小林さん:私の学生時代の話が、突然注目を浴びて驚きました。当時私はすでにウエディングプランナーとして働いていましたが、ブームの影響で講演の依頼が来るように。初めて講演したのは小学校。子どもたちから「ビリギャルだ!すげえ!頭いい人来た」と言われて、みんなビリギャルの話を知っているんだなとびっくりしました。
── 初めての講演から約10年が経ちます。話す内容は変わってきましたか?
小林さん:最初は子どもたちに向けて話をしていました。高校2年生で偏差値30から猛勉強して慶應大学に合格。私ができたんだから、みんな頑張れと伝えていたんです。途中から、親御さんに向けて話をしたほうが刺さるんじゃないかなと思い、徐々に話す内容も変えていきました。
── 保護者から「もともと地頭がよかったから慶應大学に受かったのでは?」と聞かれることもあるそうですね。
小林さん:ビリギャルブームから10年たった今も言われます。地頭がよかったから偏差値40も上げられたんでしょう。または、うちの子は地頭が悪いからムリと言う保護者の方もいます。実際、私の地頭がよかったかどうかはわかりませんが、子どもの地頭がいい・悪いはないとも思っています。
ほかにも、子どもを大手塾に入れたらなんとかなるんじゃないかと聞かれることもありますが、それだけでは必ずしも成績向上に繋がるとは限らないと思います。
周りが掛ける言葉とは
── では、本人はどのようなメンタルで勉強に望むのがベストでしょうか?
小林さん:自分が大学に行くことに対して価値を持てているのか。心から入りたい大学があって、自分なら頑張ればできると思えているか。もし、頑張っても無理、親に言われたから勉強しているといった気持ちで勉強しても、なかなかいい方向にはいかないでしょう。
本人の気持ちはもちろん、環境もとても大切です。周りから無理と言われても、「あなたなら大丈夫」と期待してくれる人がいるかどうか。これは心理学でピグマリオン効果といって、他者から期待されるとその期待に沿った成果を出すことができる現象をいいます。

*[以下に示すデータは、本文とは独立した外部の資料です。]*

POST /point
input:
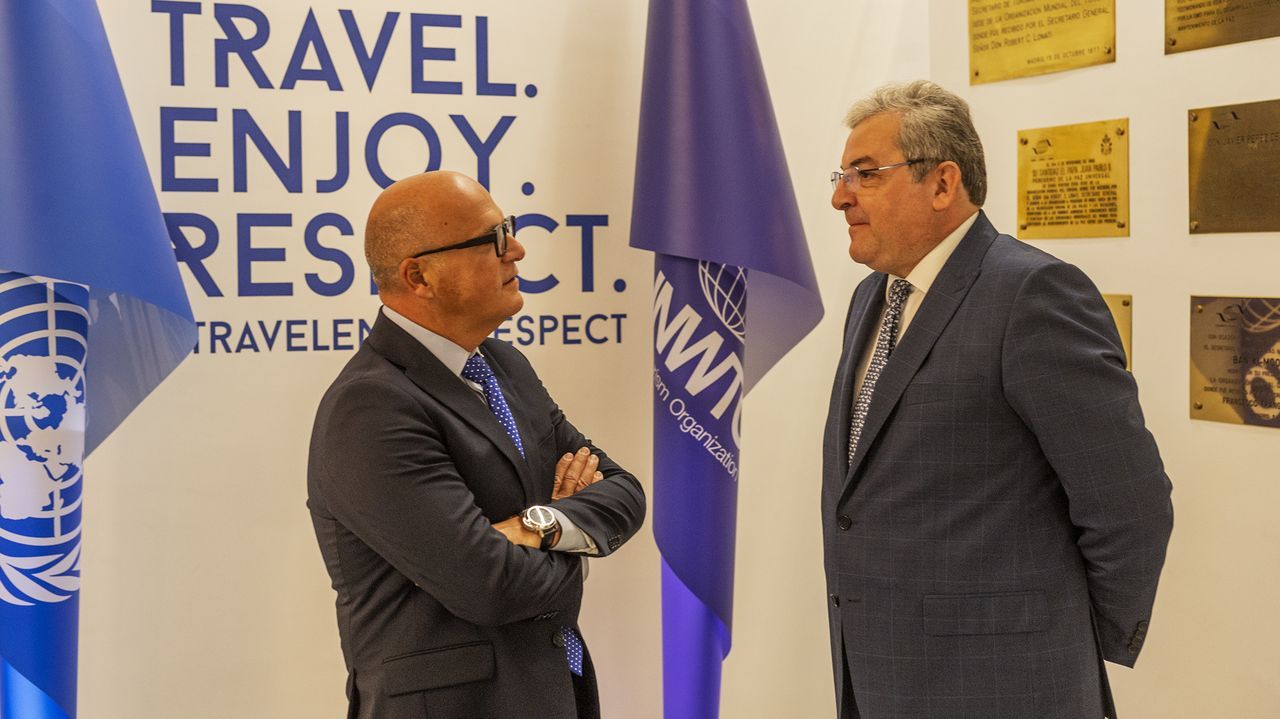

逆に、ゴーレム効果といって「あなたは勉強してもムリ」「もっと頑張らないとだめ」などネガティブな言葉をかけ続けると、言われた本人はどんどんパフォーマンスが下がってしまいます。周りの大人たちがかける言葉はすごくパフォーマンスに直結しています。
受験に失敗はない?
── 小林さんは受験に成功していると思いますが、失敗についてどう考えますか?
小林さん:私は受験に失敗はないと思います。受験は合否が出るものなので、結果はきちんと受け入れます。一方、結果だけではなく、今まで取り組んできたプロセスの段階も含めて、未来にどう繋げるかが大切。今後の子どもたち自身の心境やパフォーマンスが大きく変わってくると思います。
PROFILE 小林さやかさん
『学年ビリのギャルが1年で偏差値を40上げて慶應大学に現役合格した話』(坪田信貴著、KADOKAWA)の主人公=ビリギャル。『ビリギャルが、またビリになった日 勉強が大嫌いだった私が、34歳で米国名門大学院に行くまで』(講談社)を出版。